1916: Chicago’s first conviction of a white man for murdering a Chinese

The Midwest saw much less anti-Chinese violence than the West in the 19th and early 20th centuries, even though cities like Chicago were violent places.  Their homicide rates were as high as those of any city west of the Rockies.  It was just that both whites and blacks murdered members of their own communities more often than they murdered Asians.  In proportion to their numbers during the period 1870-1930, Chinese in Chicago were murdered about as often as whites and less often than blacks.

Most of the murderers of Chinese were neither white nor black.  In Chicago between 1900 and 1930, 33 such murders took place where the killers were identified. In 4 cases, the killers were white and in another 4, they were black.  In the other 25 cases, those who killed Chinese were themselves Chinese.
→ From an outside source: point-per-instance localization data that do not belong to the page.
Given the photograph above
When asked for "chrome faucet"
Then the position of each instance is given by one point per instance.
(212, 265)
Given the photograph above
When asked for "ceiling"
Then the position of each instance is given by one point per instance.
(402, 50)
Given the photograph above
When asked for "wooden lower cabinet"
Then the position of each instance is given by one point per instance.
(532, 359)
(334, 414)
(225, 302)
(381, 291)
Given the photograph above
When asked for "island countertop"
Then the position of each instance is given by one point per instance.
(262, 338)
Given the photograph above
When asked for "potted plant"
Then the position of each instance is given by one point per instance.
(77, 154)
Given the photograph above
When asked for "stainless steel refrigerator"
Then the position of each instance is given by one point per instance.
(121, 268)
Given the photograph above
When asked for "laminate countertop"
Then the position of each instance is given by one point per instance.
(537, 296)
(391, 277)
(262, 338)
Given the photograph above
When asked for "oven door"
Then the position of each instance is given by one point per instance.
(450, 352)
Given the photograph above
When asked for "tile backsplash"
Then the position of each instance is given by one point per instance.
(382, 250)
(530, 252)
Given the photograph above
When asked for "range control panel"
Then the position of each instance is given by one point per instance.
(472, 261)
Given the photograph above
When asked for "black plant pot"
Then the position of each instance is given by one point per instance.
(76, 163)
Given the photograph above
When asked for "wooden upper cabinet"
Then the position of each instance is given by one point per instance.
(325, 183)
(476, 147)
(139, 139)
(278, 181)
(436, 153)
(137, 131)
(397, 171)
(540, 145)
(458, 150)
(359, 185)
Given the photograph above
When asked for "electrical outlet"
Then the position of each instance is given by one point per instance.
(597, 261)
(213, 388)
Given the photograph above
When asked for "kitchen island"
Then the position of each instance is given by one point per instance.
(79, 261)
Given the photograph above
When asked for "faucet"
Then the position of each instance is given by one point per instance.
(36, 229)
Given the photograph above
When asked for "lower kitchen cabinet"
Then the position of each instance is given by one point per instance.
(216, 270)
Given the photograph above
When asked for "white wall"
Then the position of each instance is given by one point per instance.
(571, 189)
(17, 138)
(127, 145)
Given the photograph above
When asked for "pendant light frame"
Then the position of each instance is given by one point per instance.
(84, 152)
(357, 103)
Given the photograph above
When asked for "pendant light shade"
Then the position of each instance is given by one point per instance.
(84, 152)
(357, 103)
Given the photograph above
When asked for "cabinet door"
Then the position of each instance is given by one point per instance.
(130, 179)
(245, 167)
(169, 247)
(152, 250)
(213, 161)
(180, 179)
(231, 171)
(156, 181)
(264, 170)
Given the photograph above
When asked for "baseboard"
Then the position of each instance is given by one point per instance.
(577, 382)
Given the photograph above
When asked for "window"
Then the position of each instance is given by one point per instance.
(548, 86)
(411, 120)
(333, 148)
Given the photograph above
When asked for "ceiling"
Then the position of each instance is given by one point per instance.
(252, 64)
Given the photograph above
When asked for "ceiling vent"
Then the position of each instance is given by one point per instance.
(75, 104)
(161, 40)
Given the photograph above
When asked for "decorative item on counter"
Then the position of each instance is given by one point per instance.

Thus the murder rate of Chinese was both intra-ethnic and not particularly high by local standards.  However, Chicago shared an ugly fact with the western states.  The European-American criminal justice system  was very slow to prosecute whites for killing Chinese.  In California, it is said that not a single conviction was obtained in the several hundred cases of white murders of Chinese that occurred in the 19th century.  In Chicago, there were four such killings before 1900.  None resulted in the conviction of the apparent murderer.

The first non-Chinese to be convicted of murdering a Chinese individual was African-American.  On November 12, 1910, Leroy Howard, described as “colored,” received a life sentence in Joliet Prison for the fatal stabbing of Little Wong at 2557 S. State St.

The first European-American to be so convicted was a 17 year-old named Earl Simpson, who in 1916 robbed and murdered one Lee Bow at 3037 S. Dearborn St.   In October 28 of the same year, Simpson too was sentenced to life in Joliet.

The most notorious white-on-Chinese murder, always excepting the stabbing of Charles Sing by Alice Davis Sing in 1913, was the beating death in 1927 of Frank Moy (not the same Frank Moy who was the unofficial mayor of Chinatown) in front of Guey Sam Restaurant at 2203 S. Wentworth. The perpetrators were two Italians, Savaria Cortes and Pasquale Lumetta.  Both were convicted and sentenced respectively to thirty-five years and life in Joliet.  The motive was stated to be robbery.  However, Guey Sam, at the corner of Wentworth and 22nd Street, was not only a very public place for a robbery but also a known hangout of Al Capone’s gang.   Moy’s killers, as Italian-Americans, must have known this.  They either were very foolhardy indeed or they were acting on orders, perhaps from either Capone or one of his enemies.